Asset and property division
Our Asset and Property Division Lawyers know that dividing your marital property often means parting with more than half of your assets, some with sentimental value and emotions attached. Lawyers listen carefully to your circumstances and your goals to get the outcomes you want. We create a strategy that guides you towards the best possible outcome for a fair and meaningful property & debt division.
What is asset division
Asset Division under the Family Law Act means that your family assets & debt are often split between you and your ex-partner in a just and equitable manner.
Property includes all assets and debts which are owned by the parties to the relationship whether it be in joint names or just one persons name. Some examples of property include: the family home; cash; bank accounts; jewellery; vehicles; superannuation; businesses; debts (including credit cards, loans, mortgages, and personal debts); and inheritances.

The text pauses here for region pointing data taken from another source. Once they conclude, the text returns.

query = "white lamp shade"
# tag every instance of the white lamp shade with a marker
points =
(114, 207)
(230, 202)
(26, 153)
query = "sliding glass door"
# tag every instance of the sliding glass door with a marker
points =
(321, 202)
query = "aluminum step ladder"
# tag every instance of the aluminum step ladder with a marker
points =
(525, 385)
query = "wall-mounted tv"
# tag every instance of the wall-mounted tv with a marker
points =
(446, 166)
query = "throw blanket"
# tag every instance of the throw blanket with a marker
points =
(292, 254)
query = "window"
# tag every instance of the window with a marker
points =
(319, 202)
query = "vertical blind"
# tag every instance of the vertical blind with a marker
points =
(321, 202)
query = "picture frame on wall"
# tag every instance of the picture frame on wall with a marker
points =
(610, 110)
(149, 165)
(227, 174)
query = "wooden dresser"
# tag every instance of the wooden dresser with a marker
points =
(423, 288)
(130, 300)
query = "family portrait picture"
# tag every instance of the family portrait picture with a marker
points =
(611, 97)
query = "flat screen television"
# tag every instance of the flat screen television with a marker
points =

Property is generally what is accumulated during the cohabitation and/or the marriage between the parties. It generally does not include what is accumulated prior to and after cohabitation and/or the marriage. However, this is not always the case and it is important you seek legal advice about your circumstances and what will and won’t be included in the property pool.
How does the court decide how to divide assets and debts
There is no precise formula in dividing your property. The judicial officer assesses every case based on the evidence and decides what is a just and equitable division between the parties.
The general principles in deciding a breakdown of marriage or de facto relationship are:
- What assets and debts do you have and what are their values;
- Considering the direct financial contributions by each party to the relationship such as wages and salary earnings;
- Considering indirect financial contributions by each party such as gifts and inheritances from families;
- Considering non-financial contributions to the relationship such as caring for children and homemaking; and
- future requirements of each party will be considered such as age, health, financial resources, care of children and ability to earn.
The court decides on the asset division based on the values of your assets and property as of the day you reach an agreement. They do not look at the value of your assets on the day you separated or an agreed date between the parties. For example, if you and your ex-partner own real estate, when you separated the value was $500,000. When you come to an agreement it is worth $750,000, the court looks at the current value as of the day you reached an agreement and include this value in the property pool.
Excluded assets and debts
Certain types of assets are excluded under the Family Law Act. Excluded assets generally refers to assets you owned before you married, but may also include inheritance, gifts, injury settlements or awards and insurance payments. However, in some circumstances these may not be excluded and will form part of the property pool.
Time limits for applications for property adjustments
If you were married, you must make an application to the court for property adjustments within 12 months of your divorce becoming final.
If you were in a de facto relationship, you must make an application to the court for property adjustment within 2 years of the relationship breaking down.
If you do not make your application within these time limits, you will need to seek leave of the court. There is no guarantee your application for leave will be granted which means you may be unable to obtain a property adjustment.